Experimental tissue mixture samples
To explore how a metabarcoding primer portfolio performs on
heterogeneous tissue mixtures with varying amounts of each constituent,
such as for applications to aquaculture ingredient tracing, we created a
complex fishmeal mixture that was further diluted with fillers. Across
these experimental feeds, the proportion of sequencing reads recovered
did not reliably reflect relative amounts of input tissue quantity,
although taxa input at <1% of the fishmeal mixture
consistently received a smaller proportion of reads and went undetected
by markers more frequently than taxa that comprised at least 1% of the
fishmeal. Squid (Loliolus sp. ) was the exception, likely because
of inefficient DNA extractions from cephalopod tissues using traditional
methods (Fig. 6; Lee, McFall-Ngai, Callaerts, & de Couet, 2009).
Accordingly, our results are in line with conclusions from a recent
review that suggested that a weak quantitative relationship may exist
between relative DNA input amounts and sequence yields, albeit with a
large degree of uncertainty (Lamb et al., 2019). Ecological studies of
tissue mixtures or diets are typically not accompanied by sensitivity
analyses of metabarcoding assays to assess detection limits, but food
science applications using untargeted deep sequencing of genomic DNA
also identified mixture constituents at >1% of an
experimental composition (Haiminen et al., 2019; Ripp et al., 2014),
concordant with our PCR-based results.
Poor recovery of Loliolus sp. highlights a key observation that
although primer-binding and PCR amplification biases receive
considerable attention in the metabarcoding literature (e.g. Deagle et
al., 2019; Elbrecht & Leese, 2015), variation in DNA extraction
efficiency from different tissue types and taxa may, in some cases, be
the factor that undermines quantitative inferences from sequencing
reads. One line of evidence for tissue extraction bias in our study
comes from the consistent performance of certain taxa added to the
fishmeal mixture across four markers that amplify three different
barcoding genes (COI, 12S, 16S, Fig. 6). If PCR bias were the dominant
effect, presumably the amplification bias would favor different taxa for
each primer set. Instead, we conclude that discrepancies in DNA
extraction efficiency are the most likely explanation for our result
that Scomber scombrus and Salmo salar acquire the largest
share of sequencing reads across all three genes (four markers).

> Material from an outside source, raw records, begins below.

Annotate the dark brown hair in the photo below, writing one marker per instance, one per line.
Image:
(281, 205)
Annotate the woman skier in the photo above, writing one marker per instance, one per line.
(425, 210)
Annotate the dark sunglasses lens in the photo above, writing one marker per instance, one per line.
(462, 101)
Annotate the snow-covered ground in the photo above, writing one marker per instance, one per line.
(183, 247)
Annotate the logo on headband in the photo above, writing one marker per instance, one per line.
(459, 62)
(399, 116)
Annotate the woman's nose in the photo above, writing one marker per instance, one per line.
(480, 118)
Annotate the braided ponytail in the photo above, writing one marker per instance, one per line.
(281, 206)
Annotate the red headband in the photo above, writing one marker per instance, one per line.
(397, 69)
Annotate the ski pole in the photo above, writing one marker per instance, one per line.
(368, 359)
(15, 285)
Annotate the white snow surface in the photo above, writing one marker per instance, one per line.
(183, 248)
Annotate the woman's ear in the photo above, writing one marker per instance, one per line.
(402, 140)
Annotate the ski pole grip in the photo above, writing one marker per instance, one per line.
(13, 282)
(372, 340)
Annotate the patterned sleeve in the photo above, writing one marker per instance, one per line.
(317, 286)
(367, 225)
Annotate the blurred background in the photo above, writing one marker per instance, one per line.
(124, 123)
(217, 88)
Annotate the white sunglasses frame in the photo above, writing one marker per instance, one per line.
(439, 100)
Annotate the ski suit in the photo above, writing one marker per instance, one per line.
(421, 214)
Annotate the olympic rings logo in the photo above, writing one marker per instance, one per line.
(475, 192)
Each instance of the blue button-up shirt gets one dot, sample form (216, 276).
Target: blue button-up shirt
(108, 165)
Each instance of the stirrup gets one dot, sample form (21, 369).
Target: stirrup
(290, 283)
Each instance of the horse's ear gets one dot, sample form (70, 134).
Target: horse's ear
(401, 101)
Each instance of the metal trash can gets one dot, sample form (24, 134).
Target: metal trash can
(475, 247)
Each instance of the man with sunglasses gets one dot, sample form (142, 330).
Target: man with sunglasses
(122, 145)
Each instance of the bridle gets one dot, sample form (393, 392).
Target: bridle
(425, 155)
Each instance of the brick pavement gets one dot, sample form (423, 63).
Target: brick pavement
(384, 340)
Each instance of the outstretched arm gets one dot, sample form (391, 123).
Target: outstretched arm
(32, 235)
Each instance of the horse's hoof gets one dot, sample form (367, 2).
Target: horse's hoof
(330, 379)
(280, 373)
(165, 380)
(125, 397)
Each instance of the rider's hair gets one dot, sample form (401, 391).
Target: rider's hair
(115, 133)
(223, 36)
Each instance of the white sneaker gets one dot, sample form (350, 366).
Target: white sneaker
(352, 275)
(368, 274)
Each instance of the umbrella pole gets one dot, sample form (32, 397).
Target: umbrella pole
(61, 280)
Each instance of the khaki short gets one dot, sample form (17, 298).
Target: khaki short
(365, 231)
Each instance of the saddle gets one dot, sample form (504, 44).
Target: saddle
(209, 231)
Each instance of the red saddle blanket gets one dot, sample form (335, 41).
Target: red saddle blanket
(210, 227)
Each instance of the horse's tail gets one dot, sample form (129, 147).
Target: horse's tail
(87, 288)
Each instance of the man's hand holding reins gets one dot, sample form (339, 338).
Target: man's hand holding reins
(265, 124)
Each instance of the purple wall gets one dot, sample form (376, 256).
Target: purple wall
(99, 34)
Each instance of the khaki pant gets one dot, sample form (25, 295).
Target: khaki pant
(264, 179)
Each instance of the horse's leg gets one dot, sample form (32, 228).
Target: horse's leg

Variation in read counts among the five species added in equal mass to
our fish mixture suggests that idiosyncrasies of particular taxa are at
least as important as the actual tissue input amount. Variation among
taxa in low-input categories (0.01% and 0.1%) also could arise from
heterogeneity within our fishmeal mixture. Inconsistent read proportions
per taxon among markers, among fishmeal percentages in experimental
feeds (Fig. 4), and between filler types (Fig. 5), as well as taxon
drop-out (Fig. 6), highlight the uncertainty associated with accurately
recovering constituents that comprise the smallest proportions of a
mixture. Further, PCR repeatability becomes less reliable for very low
DNA inputs (SI, Fig. S7). Although metabarcoding studies often filter
data based on taxon occurrence in multiple technical replicates (Alberdi
et al., 2018), this creates a conservative bias with respect to truly
rare species.
The filler composition of experimental feed samples did not impact the
recovery of reference taxa or proportion of sequencing reads attributed
to those taxa, likely because the filler was sufficiently taxonomically
divergent that universal fish (teleost) primers preferentially amplified
the target DNA. Yet if filler competes with target DNA during PCR
amplification – either because of lack of locus-specificity or
taxonomic similarity between target taxa and matrix – then shallow
sequencing depth could affect recovery of target taxa, especially those
added in very small amounts. Here, we recovered most of the lowest
tissue-input taxa (0.01%) with one or more markers, suggesting that
sequencing depth is not a limiting factor in the present study.
Although PCR-free and untargeted approaches appear better-suited to
quantitative inference of relative representation (Haiminen et al.,
2019), these also require more starting material (Haynes, Jimenez,
Pardo, & Helyar, 2019) and genome reference data, which is currently
unavailable for many of the 30 reference taxa added to our experimental
feeds. Further, the challenges of tissue mixtures – low inputs of
fragmented DNA and the presence of inhibitors – will likely remain
problematic for accurate quantification (Haynes et al., 2019),
particularly as mixture complexity and heterogeneity increases.